Investors have reveled in years of falling interest rates and stocks have ridden a wave of easier money to higher and higher levels.

But now, after a burst of data showing the U.S. economy is powering ahead at a far faster growth pace than economists and likely the Federal Reserve had expected has sparked fear of higher interest rates.

Already, tremors have been felt on Wall Street and the coming weeks may see those erupt into something far more destructive,if signs of inflation emerge.

In some ways, the ongoing global financial turmoil played into the U.S. market's hands.

The crisis prompted a series of interest rate cuts by the Fed, which in turn sparked a rip-roaring market rally that put stocks at tottering valuations amid a booming economy, particularly in the high-technology sector.

But investors got nervous last week with tech stocks leading Wall Street down.

Several Wall Street veterans are stepping back from the market. Brown Brothers Harriman's Charles Blood, the director of financial markets strategy, last week cut his near-term outlook on the stock market to neutral from bullish.

''In the longer term, about six months, we are still moderately bullish. We think this is still a bull market,'' Blood said.

''But near-term, the next one to three months, stocks are not likely to go up on a week-by-week basis. It is more likely we are in a period of consolidation or correction, of about 3 to 5 percent from the peak,'' he said, noting a drop in money supply growth, which has come down from double-digit levels in the past few months, and weakness in the bond market.

J.P. Morgan's U.S. equity strategist Doug Cliggott Thursday recommended cutting back on stocks in its model portfolio to 50 percent from 60 percent, citing valuations.

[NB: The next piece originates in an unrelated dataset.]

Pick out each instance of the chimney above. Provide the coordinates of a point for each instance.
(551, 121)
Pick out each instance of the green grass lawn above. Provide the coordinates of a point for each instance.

''We've seen too much stock market optimism and too much bond market pessimism. We may be reaching a point where we should buy bonds and sell some stocks,'' said Hugh Johnson, chief investment officer at First Albany Corp., who has turned ''short-to-intermediate-term bearish,'' on U.S. stocks.

Computer and Internet stocks will see a round of updates from companies at Goldman Sachs' annual high-tech conference in New York next week.

''Right now portfolio managers are saying maybe I should shift out of technology stocks,'' First Albany's Johnson added.

In other corporate news, U.S-based drugmaker Pharmacia & Upjohn will report its fourth-quarter earnings on Feb. 10. The company, which last year relocated to New Jersey from Europe,has been in the midst of an earnings turnaround since the second half of 1998.

MCI WorldCom Inc. the nation's no. 2 long-distance company,reports its earnings on Feb. 11.

Planned initial public offerings run the gamut from Prodigy Communications, to staffing services firm Korn/Ferry, mutual fund manager Gabelli and Healtheon Corp., an Internet company started by the founder of Netscape Communications Corp. .

Economic data that could affect the markets includes January retail sales and the Richmond Fed Survey. Investors will also watch the Treasury's $10 billion quarterly refunding.